On Christmas Eve 1999, I was watching a holiday movie in my New Delhi flat when I heard that an Indian Airlines plane — en route from Kathmandu to Delhi — had been hijacked. With about 176 passengers on board, the plane first landed at India’s Amritsar airport, where it stood for around 45 minutes. It then flew on to Lahore, in Pakistan, to re-fuel and to Dubai, where 26 hostages were freed. Finally, it flew to Afghanistan’s Kandahar Airport, under Taliban control.
In the following days, India’s then Bharatiya Janata party government struggled to secure the hostages’ release. The hijackers wanted New Delhi to free three Islamist militant leaders from Indian prisons. The hostages’ distraught relatives were making emotional appeals for whatever was necessary to secure their loved ones’ safe return.
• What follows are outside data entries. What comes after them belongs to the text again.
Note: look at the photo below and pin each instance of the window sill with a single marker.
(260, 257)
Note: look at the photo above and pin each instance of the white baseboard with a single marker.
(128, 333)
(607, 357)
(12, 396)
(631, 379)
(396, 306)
On New Year’s Eve, New Delhi capitulated. India’s urbane foreign minister Jaswant Singh, who had seemingly aged a decade in a week, escorted the militants to Kandahar for the exchange. Among the Islamists freed that day was Ahmed Omar Saeed Sheikh, a British-Pakistani, who went on to murder US journalist Daniel Pearl. Another was Masood Azhar, who would set up Pakistan-based group Jaish e-Mohammad, which is thought to have carried out a 2001 attack on the Indian parliament that brought India and Pakistan to the brink of war.